Memories of Sister Aine Hardiman from Mary Newman, former colleague in work with women and children in Nyanga.
Mine is but one perspective but I have so many warm memories of our time together all those years ago in Nyanga – with Sister Aine Hardiman, when she was the Principal of St Mary’s, with prime mover Rose Mbude, supported by the ever capable Nokwezi Manikivana and all the women in the original Etafeni group, and with the constant support of Cheryl Barratt and Dr Mary Roberts of the Quaker Service Fund (QSF).
It was Sister Aine who inspired us in the Early Learning Resource Unit (ELRU) and QSF) to take up the challenge of developing a “model” for women and children living in very difficult circumstances. An approach that would build on the existing knowledge and strengths of the local people in order to deliver a desperately needed service for women and children around support for early childhood development and the involvement of parents or primary caregivers. It was Sister Aine who despite her own very challenging job inspired us to find ways to move quietly but resolutely through the very severe political, social, economic and cultural constraints that were our constant companions. The work was highly stressful, the township was at war with the apartheid system and there we were a group of women, across race lines moving from house to house trying out ideas in order to attempt to develop an appropriate approach, crossing what seemed like intractable boundaries and barriers, sometimes at serious personal risk and all the time learning from one another and the situations that we encountered as we moved along.

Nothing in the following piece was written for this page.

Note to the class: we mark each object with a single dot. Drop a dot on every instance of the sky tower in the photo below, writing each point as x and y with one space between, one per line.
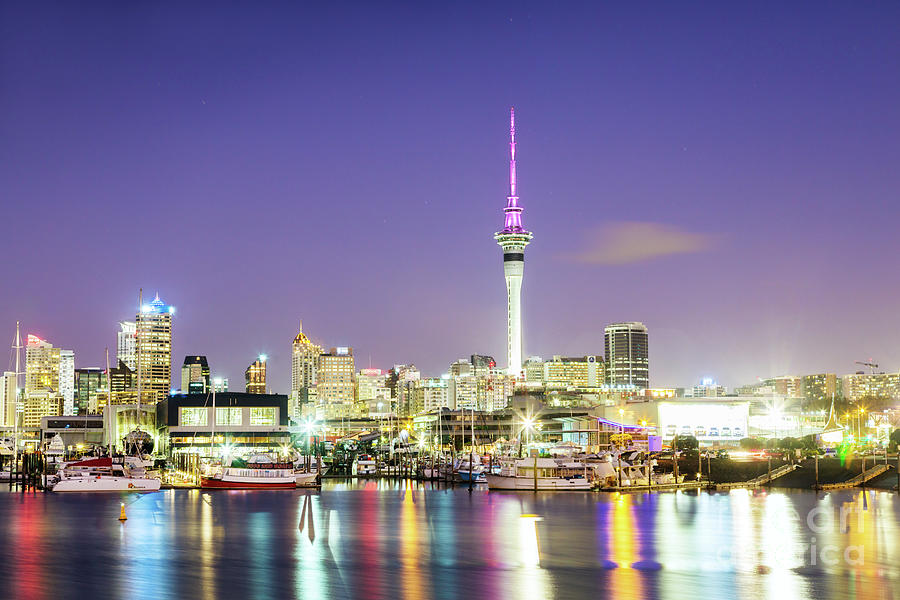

Sister Aine’s extraordinary contribution – and I mean extra-ordinary – was her oversight role which was that of constant support and encouragement despite the enormous challenges and setbacks that were our daily diet. These included violent community protests and gun battles with police (on more than one occasion stray bullets went through Rose’s yard). Sister Aine’s huge strength was her faith, her love and commitment to the wider Nyanga community, her ability to stand back from the ownership of ideas, her ability to listen, to contribute, to shoulder criticism (very intense at times) but always to remain resolute in her belief in the small things, the basic building blocks which rest with the people, and as a result, the work began to take shape. In difficult situations Sister Aine was able more often than not to create an atmosphere that built trust and respect between people and that encouraged respect for different points of view. She truly was the human face of what “community development” should be!